Domingo à Direita: Um Guia Prático para Reacionários de Sofá

[Tropecei num texto que escrevi aqui há uns anos e decidi reescrevê-lo]

Domingo, o dia sagrado que Deus criou exclusivamente para os direitistas se glorificarem na sua superioridade moral. Pois que outra classe de gente poderia ter a audácia de dormir tão opiparamente como eu o fiz? Acordei envolto no luxo das minhas boxers de seda de direita, claramente desenhadas para oprimir as minhas massas proletárias, e dirigi-me ao mundo com a altivez que só um conservador pode ostentar.

Na bomba de gasolina, atestei o carro como um bom burguês de direita: sem olhar para o preço, claro, porque preocupação com o orçamento é coisa de esquerdalha. Um chá e uma torrada foram o mata-bicho — um pequeno-almoço tão reacionário que até o Earl Grey me olhou de lado.

Voltei a casa para buscar a mulher (que, por sinal, estava deslumbrante, como compete a qualquer esposa de um homem de direita) e a filha, que, como manda o manual do bom burguês, frequenta um colégio privado onde aprende latim e desprezo pela plebe. A minha mulher, numa exibição exemplar de submissão marital, esmerou-se no visual. Como qualquer machista de direita, limitei-me a constatar, com um leve aceno de cabeça, que estava “bem gira”.

Seguimos no automóvel familiar — um SUV, claro, porque os comunas podem ter as suas bicicletas e transportes públicos, mas nós precisamos de espaço para a superioridade moral. Um passeio tranquilo, típico de famílias opressoras.

Pausa para almoçar. Porque, evidentemente, só os direitistas se dão ao luxo de parar para uma refeição decente em vez de enfardar sandes de atum num protesto qualquer. A criança, no banco de trás, dormia como uma pequena capitalista em formação. Ainda mal saiu das fraldas e já sabe que a ordem é o pilar da civilização.

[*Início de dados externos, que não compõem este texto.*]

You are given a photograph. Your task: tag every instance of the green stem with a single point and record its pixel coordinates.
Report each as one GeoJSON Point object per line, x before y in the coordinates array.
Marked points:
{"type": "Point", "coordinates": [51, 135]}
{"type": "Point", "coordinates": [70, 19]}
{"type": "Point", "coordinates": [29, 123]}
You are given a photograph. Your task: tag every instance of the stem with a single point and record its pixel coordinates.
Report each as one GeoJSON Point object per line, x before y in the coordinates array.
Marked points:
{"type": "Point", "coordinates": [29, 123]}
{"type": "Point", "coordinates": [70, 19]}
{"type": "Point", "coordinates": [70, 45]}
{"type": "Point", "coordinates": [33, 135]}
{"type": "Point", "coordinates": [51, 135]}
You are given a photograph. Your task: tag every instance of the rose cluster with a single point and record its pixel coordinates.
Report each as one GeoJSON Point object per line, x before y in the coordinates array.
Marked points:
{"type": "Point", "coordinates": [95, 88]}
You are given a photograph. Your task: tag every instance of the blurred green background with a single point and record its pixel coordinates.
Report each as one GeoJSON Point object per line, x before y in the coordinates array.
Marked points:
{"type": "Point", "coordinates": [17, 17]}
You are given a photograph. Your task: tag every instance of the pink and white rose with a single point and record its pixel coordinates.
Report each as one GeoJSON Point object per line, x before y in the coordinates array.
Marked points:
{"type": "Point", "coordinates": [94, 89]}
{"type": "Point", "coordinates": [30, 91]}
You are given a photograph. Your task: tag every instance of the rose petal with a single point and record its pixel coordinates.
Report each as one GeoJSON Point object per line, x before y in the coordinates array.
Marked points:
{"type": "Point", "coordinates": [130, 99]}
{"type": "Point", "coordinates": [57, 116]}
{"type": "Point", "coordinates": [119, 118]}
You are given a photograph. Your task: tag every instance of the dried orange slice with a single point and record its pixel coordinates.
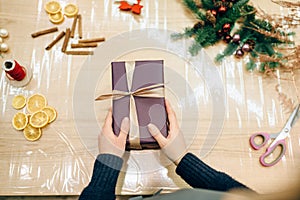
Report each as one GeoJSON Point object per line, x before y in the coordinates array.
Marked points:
{"type": "Point", "coordinates": [36, 102]}
{"type": "Point", "coordinates": [56, 18]}
{"type": "Point", "coordinates": [51, 112]}
{"type": "Point", "coordinates": [31, 133]}
{"type": "Point", "coordinates": [71, 10]}
{"type": "Point", "coordinates": [52, 7]}
{"type": "Point", "coordinates": [18, 102]}
{"type": "Point", "coordinates": [39, 119]}
{"type": "Point", "coordinates": [19, 121]}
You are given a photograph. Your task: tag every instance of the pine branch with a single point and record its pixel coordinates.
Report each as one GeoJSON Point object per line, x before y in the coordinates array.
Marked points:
{"type": "Point", "coordinates": [192, 6]}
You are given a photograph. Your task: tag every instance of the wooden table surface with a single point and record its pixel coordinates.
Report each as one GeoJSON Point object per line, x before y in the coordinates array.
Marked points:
{"type": "Point", "coordinates": [61, 162]}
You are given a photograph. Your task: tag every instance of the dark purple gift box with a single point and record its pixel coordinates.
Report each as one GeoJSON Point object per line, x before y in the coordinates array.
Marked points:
{"type": "Point", "coordinates": [149, 109]}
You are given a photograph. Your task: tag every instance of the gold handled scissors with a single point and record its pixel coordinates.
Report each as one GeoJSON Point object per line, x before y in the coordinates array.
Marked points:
{"type": "Point", "coordinates": [279, 139]}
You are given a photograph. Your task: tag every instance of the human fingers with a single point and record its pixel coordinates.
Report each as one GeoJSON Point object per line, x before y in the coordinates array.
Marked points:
{"type": "Point", "coordinates": [108, 119]}
{"type": "Point", "coordinates": [125, 125]}
{"type": "Point", "coordinates": [155, 132]}
{"type": "Point", "coordinates": [171, 116]}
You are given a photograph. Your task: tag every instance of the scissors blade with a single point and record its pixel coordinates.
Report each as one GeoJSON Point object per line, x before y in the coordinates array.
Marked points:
{"type": "Point", "coordinates": [297, 116]}
{"type": "Point", "coordinates": [287, 128]}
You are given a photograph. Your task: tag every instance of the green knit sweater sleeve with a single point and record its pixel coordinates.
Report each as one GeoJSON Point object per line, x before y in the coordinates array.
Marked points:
{"type": "Point", "coordinates": [104, 179]}
{"type": "Point", "coordinates": [199, 175]}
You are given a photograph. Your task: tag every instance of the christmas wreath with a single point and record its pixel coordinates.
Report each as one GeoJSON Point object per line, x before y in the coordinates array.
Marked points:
{"type": "Point", "coordinates": [245, 29]}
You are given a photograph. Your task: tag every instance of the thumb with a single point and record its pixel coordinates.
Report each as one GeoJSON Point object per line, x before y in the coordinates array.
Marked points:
{"type": "Point", "coordinates": [155, 132]}
{"type": "Point", "coordinates": [124, 129]}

De volta à cidade, gelado na tal gelataria “à direita”, onde até os bancos são cones de gelado, porque nada grita “elitismo” como sentar-se num mobiliário instagramável. Lá deixámos a pequena escolher um carrinho de brincar e, vejam bem, tinha de ser um Audi. Não um Fiat ou um Citröen qualquer. Um Audi. Educação exemplar. Marx deve estar a dar voltas no túmulo.

Passagem pelo supermercado, claro, para comprar camarões — porque nada diz “desprezo pela luta operária” como descascar crustáceos de qualidade premium enquanto se sorvem cervejas artesanais. E as cervejas? Feitas pelo tio Jorge, que, com todo o orgulho de direita, mantém um monopólio informal sobre a produção etílica familiar.

Ao cair da noite, ainda mantive o hábito ditatorial de ligar às filhas mais velhas. Sim, essa mania tão direitista de querer saber se está tudo bem com as pessoas. Controle parental, dizem os progressistas. Eu chamo-lhe “amar com método”.

E assim terminou um dia glorioso de puro direitismo. Sim, direitismo com D maiúsculo, porque, francamente, o que seria do mundo sem nós? Ah, e já agora, dedico este texto aos meus queridos amigos que acham que o mundo se divide entre esquerda e direita, como se a vida fosse uma marcha militar constante de “esquerda, direita, esquerda.” Relativizem, meus caros, ou pelo menos parem de medir tudo com a régua ideológica. O bom senso agradece.